Our services share a minimal framework. We named it like we named our team after Nikola Tesla: tesla-microservice. As other teams at OTTO are now also using our framework, we published the source code on github. Read on for details about Clojure as a programming language.
Wait. Isn’t that three Lambdas now?
Yes. Interestingly, you are right. As mentioned above, we are currently replacing our Jenkins-CI Server with pipelines driven by LambdaCD. A continuous delivery pipeline in code. Clojure code, that is. It feels amazingly good to have pipelines that can be executed on any machine and that are also unit-tested. But this is not the topic now. I heard rumour that the follow up on Simon’s article will contain real code samples and will be released as soon as next week.
We are not only polyglot in our programming languages but also in our persistence technologies. Currently we are using Kafka, MongoDB, Redis and HDFS. We chose them partly because they are best for the respective job, partly because they were the easiest to set up and perform well enough.
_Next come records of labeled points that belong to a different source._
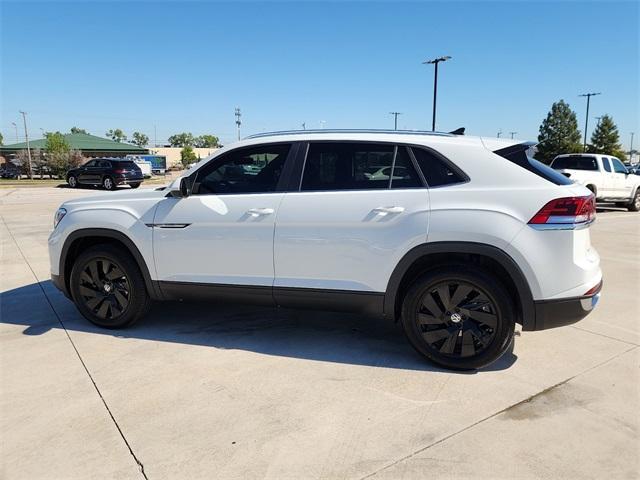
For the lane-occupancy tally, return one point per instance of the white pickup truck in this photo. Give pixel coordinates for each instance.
(604, 175)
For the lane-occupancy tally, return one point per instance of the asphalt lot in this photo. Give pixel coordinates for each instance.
(208, 391)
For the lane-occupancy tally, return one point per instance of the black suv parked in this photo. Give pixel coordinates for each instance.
(106, 172)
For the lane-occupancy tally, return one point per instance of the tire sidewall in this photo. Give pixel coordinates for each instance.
(491, 287)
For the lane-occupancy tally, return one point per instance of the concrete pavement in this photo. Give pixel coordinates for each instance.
(208, 391)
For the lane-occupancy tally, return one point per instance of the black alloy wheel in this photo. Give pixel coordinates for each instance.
(459, 317)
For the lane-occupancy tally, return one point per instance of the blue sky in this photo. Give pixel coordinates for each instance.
(184, 66)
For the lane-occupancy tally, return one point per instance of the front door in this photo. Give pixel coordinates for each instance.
(223, 232)
(352, 220)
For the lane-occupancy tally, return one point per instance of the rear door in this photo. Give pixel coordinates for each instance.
(346, 226)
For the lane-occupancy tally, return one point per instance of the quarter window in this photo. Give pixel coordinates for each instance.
(618, 167)
(246, 170)
(435, 170)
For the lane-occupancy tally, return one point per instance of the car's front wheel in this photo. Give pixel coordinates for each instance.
(108, 288)
(459, 317)
(108, 183)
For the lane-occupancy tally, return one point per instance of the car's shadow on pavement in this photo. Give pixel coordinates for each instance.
(304, 334)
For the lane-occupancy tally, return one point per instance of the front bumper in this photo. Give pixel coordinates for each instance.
(566, 311)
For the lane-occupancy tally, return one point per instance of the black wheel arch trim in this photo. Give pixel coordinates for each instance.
(528, 319)
(152, 286)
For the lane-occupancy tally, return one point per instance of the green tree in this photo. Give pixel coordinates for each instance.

We will certainly stay curious for other options like Apache Cassandra and Cognitect’s Datomic.
If you take everything together, you get the picture in Figure 3. Not in the picture are Graphite for metrics, Elasticsearch for logs and ZooKeeper for configuration. It might appear a little messy at first sight, but it isn’t. It is a straightforward, data-centric architecture. It uses the most pragmatic tools for any given task. All components are easily interchangeable. Last but not least: It is a lot of fun to work with.
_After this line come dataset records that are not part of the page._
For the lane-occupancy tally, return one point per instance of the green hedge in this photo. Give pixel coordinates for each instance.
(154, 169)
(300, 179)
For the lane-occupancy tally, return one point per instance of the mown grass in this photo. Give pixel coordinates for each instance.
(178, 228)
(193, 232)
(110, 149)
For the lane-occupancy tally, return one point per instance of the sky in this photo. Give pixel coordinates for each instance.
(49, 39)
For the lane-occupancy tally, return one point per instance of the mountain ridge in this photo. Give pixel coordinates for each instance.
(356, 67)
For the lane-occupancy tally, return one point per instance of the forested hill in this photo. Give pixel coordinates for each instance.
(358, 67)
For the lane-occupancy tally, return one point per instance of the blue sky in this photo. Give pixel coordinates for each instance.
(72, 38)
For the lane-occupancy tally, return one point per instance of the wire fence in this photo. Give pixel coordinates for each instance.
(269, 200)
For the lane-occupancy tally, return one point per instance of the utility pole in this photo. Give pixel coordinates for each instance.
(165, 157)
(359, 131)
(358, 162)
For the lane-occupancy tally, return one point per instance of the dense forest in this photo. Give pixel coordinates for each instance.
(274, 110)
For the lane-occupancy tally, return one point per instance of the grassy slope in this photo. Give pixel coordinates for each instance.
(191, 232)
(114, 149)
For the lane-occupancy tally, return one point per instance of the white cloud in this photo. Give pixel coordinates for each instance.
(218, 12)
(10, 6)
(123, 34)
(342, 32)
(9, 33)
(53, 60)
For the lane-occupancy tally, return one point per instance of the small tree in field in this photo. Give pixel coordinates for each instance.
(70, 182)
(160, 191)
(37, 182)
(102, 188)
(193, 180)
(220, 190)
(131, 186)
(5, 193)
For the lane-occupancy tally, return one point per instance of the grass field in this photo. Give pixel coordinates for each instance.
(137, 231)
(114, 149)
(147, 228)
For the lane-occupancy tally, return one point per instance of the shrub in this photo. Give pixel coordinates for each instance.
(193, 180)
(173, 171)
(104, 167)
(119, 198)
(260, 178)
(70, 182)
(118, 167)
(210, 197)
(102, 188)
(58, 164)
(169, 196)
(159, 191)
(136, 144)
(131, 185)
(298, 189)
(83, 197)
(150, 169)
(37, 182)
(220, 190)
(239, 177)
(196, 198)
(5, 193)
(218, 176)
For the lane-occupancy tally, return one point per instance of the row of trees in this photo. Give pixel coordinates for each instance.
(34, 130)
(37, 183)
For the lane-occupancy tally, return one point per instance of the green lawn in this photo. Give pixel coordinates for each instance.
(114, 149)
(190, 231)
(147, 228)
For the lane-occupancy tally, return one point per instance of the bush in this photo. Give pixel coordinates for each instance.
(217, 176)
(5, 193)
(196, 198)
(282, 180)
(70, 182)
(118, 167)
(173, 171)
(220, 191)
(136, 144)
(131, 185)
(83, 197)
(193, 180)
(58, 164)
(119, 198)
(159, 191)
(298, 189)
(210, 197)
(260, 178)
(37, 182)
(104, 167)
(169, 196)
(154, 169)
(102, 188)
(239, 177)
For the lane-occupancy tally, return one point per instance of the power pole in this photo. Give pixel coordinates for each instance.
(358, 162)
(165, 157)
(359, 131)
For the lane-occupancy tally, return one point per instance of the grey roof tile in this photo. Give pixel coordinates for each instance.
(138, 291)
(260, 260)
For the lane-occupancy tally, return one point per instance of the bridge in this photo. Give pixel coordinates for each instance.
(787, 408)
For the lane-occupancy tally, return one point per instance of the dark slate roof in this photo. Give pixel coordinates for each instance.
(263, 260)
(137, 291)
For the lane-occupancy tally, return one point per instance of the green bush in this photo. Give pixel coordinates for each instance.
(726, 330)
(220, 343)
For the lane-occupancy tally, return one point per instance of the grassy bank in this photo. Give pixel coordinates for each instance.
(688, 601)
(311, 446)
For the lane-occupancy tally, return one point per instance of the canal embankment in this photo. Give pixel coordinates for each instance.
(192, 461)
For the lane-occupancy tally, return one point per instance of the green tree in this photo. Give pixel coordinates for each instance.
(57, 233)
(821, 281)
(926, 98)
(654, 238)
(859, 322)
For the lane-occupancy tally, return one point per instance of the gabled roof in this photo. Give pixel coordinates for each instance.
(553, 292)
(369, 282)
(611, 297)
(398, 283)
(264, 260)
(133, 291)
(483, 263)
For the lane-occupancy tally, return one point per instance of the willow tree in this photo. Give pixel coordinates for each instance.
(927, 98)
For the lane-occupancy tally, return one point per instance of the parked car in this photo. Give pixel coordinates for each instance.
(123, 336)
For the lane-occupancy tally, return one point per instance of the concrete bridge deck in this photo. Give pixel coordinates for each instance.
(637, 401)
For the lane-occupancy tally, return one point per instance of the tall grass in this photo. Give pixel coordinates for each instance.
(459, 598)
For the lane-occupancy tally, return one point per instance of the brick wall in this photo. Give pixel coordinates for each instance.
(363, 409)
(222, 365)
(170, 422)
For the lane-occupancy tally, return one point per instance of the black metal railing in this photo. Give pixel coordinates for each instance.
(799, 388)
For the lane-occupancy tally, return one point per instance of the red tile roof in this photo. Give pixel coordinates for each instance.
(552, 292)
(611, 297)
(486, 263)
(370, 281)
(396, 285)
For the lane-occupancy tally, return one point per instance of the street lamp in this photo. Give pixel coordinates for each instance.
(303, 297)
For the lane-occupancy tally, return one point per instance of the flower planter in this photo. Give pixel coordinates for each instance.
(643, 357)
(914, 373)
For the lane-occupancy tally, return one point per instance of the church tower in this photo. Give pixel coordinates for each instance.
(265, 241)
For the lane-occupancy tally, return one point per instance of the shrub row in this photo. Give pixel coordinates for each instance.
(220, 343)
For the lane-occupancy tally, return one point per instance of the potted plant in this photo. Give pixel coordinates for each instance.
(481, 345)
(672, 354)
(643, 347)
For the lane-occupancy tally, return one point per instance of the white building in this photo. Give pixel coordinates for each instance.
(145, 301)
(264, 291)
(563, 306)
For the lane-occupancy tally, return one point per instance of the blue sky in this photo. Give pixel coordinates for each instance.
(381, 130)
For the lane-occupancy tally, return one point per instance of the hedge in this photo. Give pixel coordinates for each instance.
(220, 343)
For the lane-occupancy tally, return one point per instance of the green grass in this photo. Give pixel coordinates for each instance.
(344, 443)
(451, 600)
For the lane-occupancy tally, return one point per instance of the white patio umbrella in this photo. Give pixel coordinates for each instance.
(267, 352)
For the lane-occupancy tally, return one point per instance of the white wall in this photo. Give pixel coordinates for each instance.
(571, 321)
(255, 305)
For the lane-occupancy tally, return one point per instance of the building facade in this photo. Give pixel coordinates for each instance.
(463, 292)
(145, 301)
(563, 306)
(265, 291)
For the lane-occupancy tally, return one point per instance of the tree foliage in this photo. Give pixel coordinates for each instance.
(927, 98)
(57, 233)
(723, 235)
I fear I may have bored you with all that contextual information, so lets get back on topic: the programming languages.
Scala really is a great language. It has tons of interesting features. From a Java programmer’s perspective, Scala feels like two huge steps forward. Data structures are immutable. Functional programming is well supported. There is pattern matching and countless other cool features. All that makes it very interesting and fun to work with.
At the same time it feels like a little step back. Scala is complicated. All too often a pair of developers will look at each other and say „Did we really just spend two hours getting the types right when converting that data representation into that other one?“ Also, it will frequently give you a hard time trying to understand what some library code does. Chances are the authors of the library fancy a different set of language features and syntax options than you do.
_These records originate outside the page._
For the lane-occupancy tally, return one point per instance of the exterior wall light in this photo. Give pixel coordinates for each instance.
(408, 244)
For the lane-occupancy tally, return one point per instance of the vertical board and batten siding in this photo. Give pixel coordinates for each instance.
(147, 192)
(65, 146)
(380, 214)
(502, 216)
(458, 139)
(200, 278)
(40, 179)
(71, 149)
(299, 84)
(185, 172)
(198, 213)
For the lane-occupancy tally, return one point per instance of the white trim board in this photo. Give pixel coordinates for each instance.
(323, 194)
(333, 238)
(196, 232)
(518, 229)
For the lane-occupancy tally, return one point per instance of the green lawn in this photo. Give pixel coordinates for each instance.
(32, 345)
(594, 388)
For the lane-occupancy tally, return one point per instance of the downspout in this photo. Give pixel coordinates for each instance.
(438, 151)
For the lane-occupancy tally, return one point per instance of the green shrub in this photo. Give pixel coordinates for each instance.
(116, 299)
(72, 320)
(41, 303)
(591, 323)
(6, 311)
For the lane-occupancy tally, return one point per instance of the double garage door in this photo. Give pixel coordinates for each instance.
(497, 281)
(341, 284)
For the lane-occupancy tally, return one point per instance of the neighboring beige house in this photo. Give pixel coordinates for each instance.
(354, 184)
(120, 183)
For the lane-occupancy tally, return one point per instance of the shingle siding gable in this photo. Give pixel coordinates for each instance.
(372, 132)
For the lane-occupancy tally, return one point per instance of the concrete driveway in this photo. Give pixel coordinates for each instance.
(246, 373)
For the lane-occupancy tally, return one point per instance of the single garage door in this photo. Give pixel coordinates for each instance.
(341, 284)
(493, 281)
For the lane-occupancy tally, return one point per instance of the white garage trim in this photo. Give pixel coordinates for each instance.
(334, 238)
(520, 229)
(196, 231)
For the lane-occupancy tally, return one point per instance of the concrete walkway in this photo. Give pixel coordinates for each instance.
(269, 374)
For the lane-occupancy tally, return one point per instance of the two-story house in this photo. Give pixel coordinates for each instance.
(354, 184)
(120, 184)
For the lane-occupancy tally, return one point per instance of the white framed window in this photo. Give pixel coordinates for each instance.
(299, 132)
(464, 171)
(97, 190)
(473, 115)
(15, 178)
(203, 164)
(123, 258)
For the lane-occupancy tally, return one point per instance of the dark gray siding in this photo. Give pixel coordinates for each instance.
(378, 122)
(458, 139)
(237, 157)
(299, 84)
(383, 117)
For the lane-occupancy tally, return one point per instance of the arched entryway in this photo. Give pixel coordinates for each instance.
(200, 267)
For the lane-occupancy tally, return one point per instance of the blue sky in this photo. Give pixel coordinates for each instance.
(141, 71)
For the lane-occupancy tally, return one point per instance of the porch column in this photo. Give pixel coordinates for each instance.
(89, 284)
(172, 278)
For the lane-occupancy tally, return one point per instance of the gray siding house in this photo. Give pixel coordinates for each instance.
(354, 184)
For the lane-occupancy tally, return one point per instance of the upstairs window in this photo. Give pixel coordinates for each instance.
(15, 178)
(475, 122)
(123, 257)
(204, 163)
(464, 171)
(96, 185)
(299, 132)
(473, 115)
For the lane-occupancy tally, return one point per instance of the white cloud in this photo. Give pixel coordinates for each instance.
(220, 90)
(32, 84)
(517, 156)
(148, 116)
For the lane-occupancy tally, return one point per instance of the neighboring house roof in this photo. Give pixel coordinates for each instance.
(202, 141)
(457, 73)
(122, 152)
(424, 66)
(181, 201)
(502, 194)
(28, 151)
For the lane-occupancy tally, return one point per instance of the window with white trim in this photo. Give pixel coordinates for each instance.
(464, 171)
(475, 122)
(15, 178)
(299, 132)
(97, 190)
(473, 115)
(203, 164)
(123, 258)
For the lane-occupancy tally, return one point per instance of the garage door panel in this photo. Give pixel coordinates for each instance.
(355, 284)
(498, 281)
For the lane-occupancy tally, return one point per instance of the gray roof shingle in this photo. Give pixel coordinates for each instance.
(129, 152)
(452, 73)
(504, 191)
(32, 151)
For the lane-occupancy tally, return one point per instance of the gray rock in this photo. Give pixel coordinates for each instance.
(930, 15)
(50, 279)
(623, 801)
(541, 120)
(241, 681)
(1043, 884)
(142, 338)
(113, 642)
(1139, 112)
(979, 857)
I would not call myself an expert on Scala, so I will illustrate my feelings about it with three analogies:
- Scala is like C++: Powerful and Multifaceted. It is a very powerful language giving you the freedom to solve problems in a lot of different ways.
- Scala is like Haskell: Academic standards. Being subject of a lot of scientists‘ work results in well thought out (but possibly a little too academic) features like the powerful type system.
- Scala is like Gentoo Linux: A research lab for the best solution. Like Gentoo, Scala has a rather steep learning curve. Like Gentoo, Scala is the playground of a lot of language nerds that are in search for the best possible solutions. Sooner or later everybody profits from that work, as the results migrate into the more user-friendly distributions. So if you are not that nerd, you do not have to use it.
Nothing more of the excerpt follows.